El marco normativo ecuatoriano se complementa con instrumentos específicos
como la Ley Orgánica para prevenir y erradicar la violencia contra las mujeres (2018),
que asigna al ente rector de educación superior la responsabilidad de diseñar políticas
públicas con enfoque de género (Asamblea Nacional del Ecuador, 2018) y la Ley
Orgánica de Discapacidades (2012), que garantiza el acceso, permanencia,
participación y culminación de estudios de personas con discapacidad. El Reglamento
para Garantizar la Igualdad en todos los actores del Sistema de Educación Superior
(2017) establece la obligatoriedad de que las instituciones de educación superior
(IES) elaboren, ejecuten y evalúen un Plan Institucional de Igualdad (Consejo de
Educación Superior, 2017).
A pesar del avance normativo, la investigación sobre igualdad en educación
superior en Ecuador revela persistencia de brechas significativas. Estudios recientes
documentan que, aunque las mujeres representan más del 50% de la matrícula
universitaria nacional, y su participación en educación técnica y tecnológica alcanza
solo el 2.3% (Ministerio de Producción, Comercio Exterior, Innovaciones y Pesca,
2025). Sin embargo, esta aparente paridad oculta profundas segregaciones
horizontales en las áreas de conocimiento, donde persisten carreras masculinizadas
y feminizadas por estereotipos de género.
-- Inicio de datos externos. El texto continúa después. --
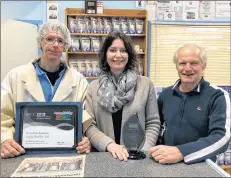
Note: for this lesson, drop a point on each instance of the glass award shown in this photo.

En el contexto ecuatoriano, el concepto de interculturalidad en educación superior
trasciende el reconocimiento de la diversidad cultural, implicando la construcción de
relaciones equitativas y paritarias que superen la exclusión histórica estructural. La
interculturalidad es entendida como "la construcción de relaciones equitativas y
paritarias, prácticas institucionales, académicas y culturales que se desarrollan en
términos de intercambio y diálogo horizontal entre personas, comunidades, pueblos y
nacionalidades" (Consejo de Educación Superior, 2017). Según el Instituto Nacional
de Estadística y Censos (2022), en la provincia de Cotopaxi el 23,7% de la población
se autoidentifica como indígena, evidenciando la presencia significativa de pueblos y
nacionalidades que requieren políticas de inclusión educativa específicas.